Forgive, a word that means so much and yet we find so difficult to act on.

The word forgive has its origins from the Latin word perdonare or to pardon, which in turn was translated into Old English to forgiefen, and became today’s commonly used forgive. The meaning of this rather large, yet small word is, to give completely. A simple and yet complicated action.

We’ve all been told and taught about compassion and generosity and to give to those less fortunate than us. We give to charity, we feed our guests and we try to lend our shoulders to those that are in need. But, in all this action, the one important form of giving that we seem to have lost focus on is the ability to forgive. In busy lives with mounting expectations and judgments of others, it seems that most often the automatic response is to react with ego, hurt, anger and resentment when there is a betrayal, or misdeed.

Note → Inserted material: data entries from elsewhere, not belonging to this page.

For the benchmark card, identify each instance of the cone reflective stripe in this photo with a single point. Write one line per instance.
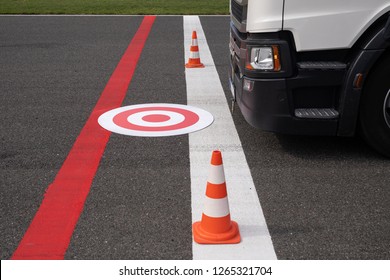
(194, 59)
(216, 226)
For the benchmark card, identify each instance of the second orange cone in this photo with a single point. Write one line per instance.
(194, 59)
(216, 226)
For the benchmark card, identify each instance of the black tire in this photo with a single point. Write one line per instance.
(374, 115)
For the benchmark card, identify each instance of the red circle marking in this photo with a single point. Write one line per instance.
(190, 118)
(156, 118)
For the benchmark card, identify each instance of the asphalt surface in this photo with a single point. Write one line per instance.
(322, 197)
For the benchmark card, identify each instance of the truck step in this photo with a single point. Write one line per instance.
(321, 65)
(317, 113)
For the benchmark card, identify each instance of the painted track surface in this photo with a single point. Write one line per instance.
(323, 198)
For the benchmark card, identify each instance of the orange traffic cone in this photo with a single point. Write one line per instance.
(216, 226)
(194, 60)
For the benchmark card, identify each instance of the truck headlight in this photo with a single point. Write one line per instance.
(264, 58)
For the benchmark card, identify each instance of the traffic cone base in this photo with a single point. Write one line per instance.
(201, 236)
(216, 227)
(193, 64)
(194, 59)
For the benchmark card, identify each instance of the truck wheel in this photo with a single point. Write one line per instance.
(375, 107)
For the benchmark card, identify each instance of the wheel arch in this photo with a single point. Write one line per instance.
(366, 52)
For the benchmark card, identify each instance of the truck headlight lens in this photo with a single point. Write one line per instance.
(264, 58)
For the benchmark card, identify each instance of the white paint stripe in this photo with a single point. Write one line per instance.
(205, 91)
(216, 174)
(216, 208)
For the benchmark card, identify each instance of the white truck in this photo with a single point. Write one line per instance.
(313, 67)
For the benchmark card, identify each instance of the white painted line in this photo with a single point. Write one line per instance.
(205, 91)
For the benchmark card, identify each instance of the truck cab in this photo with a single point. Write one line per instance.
(313, 67)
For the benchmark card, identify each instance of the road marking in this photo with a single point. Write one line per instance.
(155, 120)
(49, 233)
(204, 90)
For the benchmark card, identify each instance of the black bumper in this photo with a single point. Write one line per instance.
(268, 107)
(272, 99)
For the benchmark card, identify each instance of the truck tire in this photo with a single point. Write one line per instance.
(374, 115)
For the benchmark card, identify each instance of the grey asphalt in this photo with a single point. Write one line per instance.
(322, 197)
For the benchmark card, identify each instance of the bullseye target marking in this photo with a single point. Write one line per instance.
(154, 120)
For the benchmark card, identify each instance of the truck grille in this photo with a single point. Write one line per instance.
(237, 11)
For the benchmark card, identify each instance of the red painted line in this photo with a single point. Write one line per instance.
(50, 231)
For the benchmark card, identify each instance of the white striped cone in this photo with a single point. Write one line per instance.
(194, 59)
(216, 226)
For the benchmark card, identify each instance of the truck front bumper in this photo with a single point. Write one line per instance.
(266, 104)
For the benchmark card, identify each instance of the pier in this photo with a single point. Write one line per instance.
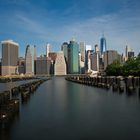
(129, 84)
(10, 100)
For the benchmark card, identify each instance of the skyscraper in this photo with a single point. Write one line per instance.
(103, 47)
(30, 57)
(48, 48)
(9, 57)
(73, 57)
(82, 57)
(42, 65)
(60, 64)
(109, 57)
(128, 53)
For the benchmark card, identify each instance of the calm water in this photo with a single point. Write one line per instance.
(62, 110)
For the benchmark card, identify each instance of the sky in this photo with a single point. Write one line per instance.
(38, 22)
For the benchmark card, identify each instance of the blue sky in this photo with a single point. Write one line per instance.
(55, 21)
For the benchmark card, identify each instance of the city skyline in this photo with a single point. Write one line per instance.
(54, 22)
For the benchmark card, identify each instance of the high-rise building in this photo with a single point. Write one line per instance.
(21, 65)
(82, 57)
(89, 60)
(103, 47)
(82, 46)
(30, 57)
(9, 57)
(95, 61)
(73, 57)
(109, 57)
(128, 53)
(60, 64)
(97, 50)
(64, 48)
(48, 49)
(43, 65)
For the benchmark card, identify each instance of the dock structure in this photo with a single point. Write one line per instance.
(9, 107)
(117, 83)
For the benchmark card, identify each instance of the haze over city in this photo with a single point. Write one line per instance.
(41, 22)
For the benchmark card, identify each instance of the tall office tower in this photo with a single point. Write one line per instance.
(48, 49)
(73, 57)
(109, 57)
(128, 53)
(21, 65)
(30, 57)
(52, 56)
(95, 61)
(43, 65)
(60, 64)
(9, 57)
(97, 50)
(82, 57)
(64, 48)
(103, 47)
(82, 51)
(89, 60)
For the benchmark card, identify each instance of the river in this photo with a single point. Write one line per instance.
(63, 110)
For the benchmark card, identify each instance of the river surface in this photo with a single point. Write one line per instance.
(63, 110)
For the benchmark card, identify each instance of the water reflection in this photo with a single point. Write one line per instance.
(66, 110)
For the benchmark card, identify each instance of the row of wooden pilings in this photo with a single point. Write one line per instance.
(118, 83)
(10, 104)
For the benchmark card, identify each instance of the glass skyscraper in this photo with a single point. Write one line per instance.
(103, 45)
(30, 56)
(73, 57)
(9, 57)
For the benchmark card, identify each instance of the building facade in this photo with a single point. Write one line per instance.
(73, 57)
(30, 57)
(9, 57)
(60, 64)
(103, 46)
(42, 65)
(109, 57)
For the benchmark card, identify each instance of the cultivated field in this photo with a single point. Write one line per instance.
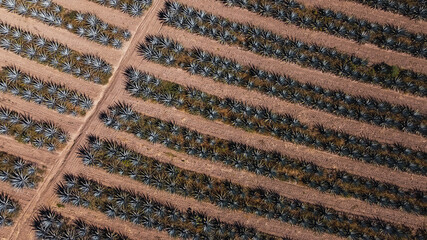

What happens though if we learn instead to forgive? And how does one start living the concept? Forgiveness is a conscious decision, a choice that a person makes based on compassion and love. It is an idea and action that requires the individual to look beyond their own ego, their own expectations and judgments and focus instead on the subject that has caused the hurt. It is the act of letting go.This is a difficult learning for certain, but one that definitely can be practiced by anyone. Of course, any wrong doing must have consequences and forgiveness does not mean the perpetrator must not take responsibility and feel remorse, or face up to consequences. However, forgiveness is not about the wrong-doer, it is about the victim.

Hurt, anger, need for revenge are negative thoughts and behaviours that most often cause a continuation of the initial wrong. These emotions drive the “victim” into a vicious cycle that ultimately is most harmful only to herself/himself. They develop into thought and behaviour patterns that can become destructive to the physical, emotional and even social health of the person, causing illnesses, loss of a social circle, and psychological trauma. They cause the victim to re-live the wrong doing repeatedly and do not allow them to heal or even learn from it.

On the other hand choosing to let go of the hurt and anger, choosing instead to understand the person who has committed the wrong, choosing to show compassion can invite positive influences into the situation. The operative word here is “choosing”, as in a constantly remembered practice that the individual acts on. This in no way means the misdeed is forgotten, simply that it is looked at within a more realistic perspective.

So, how can a person practice forgiveness? Forgiveness is practiced at the mental, emotional and behavioural levels. From a mental perspective, it is a matter of letting go of the details and stopping the re-living of the incident. From an emotional perspective it is to view the individual with compassion and understand the root cause of the initial misdeed. It is to really see the whole of the person who has committed the misdeed, and not just the one act that has caused harm. From a physical perspective it is to demonstrate the absence of anger and revenge, it is about responding and not reacting. Reaction comes from the ego while a response can be a thought through action. Surrounding oneself within a positive environment and support also goes a long way.

However, even within the concept of forgiveness there is yet still a more difficult type that requires greater inner strength, and this is to forgive oneself. When there is no external enemy, no point of reference outside of the self, forgiveness can become a greater challenge. Yet this self-forgiveness is the basis to develop compassion, inner peace and self-confidence. The other side of this coin are the emotions of guilt, shame, and self-criticism that can greatly damage the individual in the long-term.